As John left the premises, he thought to himself that he should maybe go for men next time. He thought of Sherlock, but ruthlessly crushed those treacherous, titillating thoughts.  
-  
‘At least, they didn’t see it,’ John stood bitterly in the cold night, warmed only by his pants and the heavy bomb jacket.  
He droned, “Stop his heart,” to a shocked Sherlock, but finally before he was forced to say more, Moriarty appeared – first a dark shadow on the edge of the pool, then a pale man.  
Sherlock and Moriarty bantered for a bit. While they showed off their masculine egos, John furtively pleasured himself to completion, shooting and killing all of the snipers in the area.  
He then ran forward and penetrated Moriarty in his left thigh.

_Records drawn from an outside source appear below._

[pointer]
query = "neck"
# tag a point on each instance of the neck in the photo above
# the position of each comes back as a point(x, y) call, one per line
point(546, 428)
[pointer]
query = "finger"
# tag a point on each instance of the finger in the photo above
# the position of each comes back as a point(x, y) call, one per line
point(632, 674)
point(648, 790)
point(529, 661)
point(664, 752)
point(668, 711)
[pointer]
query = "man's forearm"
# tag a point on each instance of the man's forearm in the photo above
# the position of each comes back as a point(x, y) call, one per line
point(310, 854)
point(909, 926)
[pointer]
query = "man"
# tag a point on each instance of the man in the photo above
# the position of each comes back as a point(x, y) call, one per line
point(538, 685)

He drew his member back out and aimed it threateningly at any remaining snipers.  
A corny tune began playing. Moriarty took out his phone and upon hearing the message, limped away. For plot reasons, nothing happened.  
This time Watson was virtually helpless and Sherlock had seen his fantastic, elastic dick. He was screwed in terms of his life and his sex life – which in fanfiction like this was basically the same.  

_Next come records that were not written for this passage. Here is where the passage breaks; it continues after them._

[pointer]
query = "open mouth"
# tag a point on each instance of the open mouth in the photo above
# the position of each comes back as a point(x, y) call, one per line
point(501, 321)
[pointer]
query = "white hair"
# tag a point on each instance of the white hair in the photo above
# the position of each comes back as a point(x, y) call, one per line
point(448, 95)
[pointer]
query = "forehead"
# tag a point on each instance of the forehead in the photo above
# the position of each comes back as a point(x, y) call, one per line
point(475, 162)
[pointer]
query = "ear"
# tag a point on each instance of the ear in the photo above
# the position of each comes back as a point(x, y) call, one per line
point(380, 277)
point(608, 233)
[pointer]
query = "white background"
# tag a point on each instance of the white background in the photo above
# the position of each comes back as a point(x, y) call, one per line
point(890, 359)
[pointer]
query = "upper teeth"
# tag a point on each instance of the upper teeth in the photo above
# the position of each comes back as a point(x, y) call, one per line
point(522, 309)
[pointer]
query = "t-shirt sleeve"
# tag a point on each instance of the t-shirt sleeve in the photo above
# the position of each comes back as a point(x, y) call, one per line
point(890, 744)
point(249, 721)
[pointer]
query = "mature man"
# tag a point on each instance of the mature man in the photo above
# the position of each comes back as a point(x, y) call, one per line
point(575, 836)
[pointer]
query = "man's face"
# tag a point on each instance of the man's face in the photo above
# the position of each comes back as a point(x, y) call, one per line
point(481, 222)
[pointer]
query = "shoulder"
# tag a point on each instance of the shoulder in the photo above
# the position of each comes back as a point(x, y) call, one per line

Instead Sherlock strode to him and simply undressed Watson of the bomb jacket like a lover slowly divesting of his romantic partner’s clothing. Sherlock’s eyes were a bit empty as he did the action, but John was simply glad that he was removing the bomb jacket.  
He did not speak of John’s magical wand and it slithered back into John’s pants. The two, exhausted from their wild night, retreated back home.  
-  
“I keep on thinking that you have a ridiculously long phallus, but that’s just simply impossible,” Sherlock stared into John’s eyes, “Why are you so difficult for me to solve?”  

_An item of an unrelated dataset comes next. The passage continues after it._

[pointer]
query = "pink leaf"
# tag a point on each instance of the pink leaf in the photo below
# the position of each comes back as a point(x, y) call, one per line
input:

It took him this long to figure it out?  
“I keep on seeing flashbacks! You shot the cabbie with a gun, got rid of the triads with fancy footwork… what’s the truth?”  
John felt divided, but he had to do this. This was someone he loved, who needed to know the truth.  
“Your memories are right. I have-“  
-  
John ran, not for his life, but for Sherlock’s. His galloping abs beat his chest as he ran towards the building that held Sherlock’s fate.  
-  
“Sherlock, grab my dick!” John’s words were frantic, rushed, as he dangled his ridiculous fifty-meter member over the building.  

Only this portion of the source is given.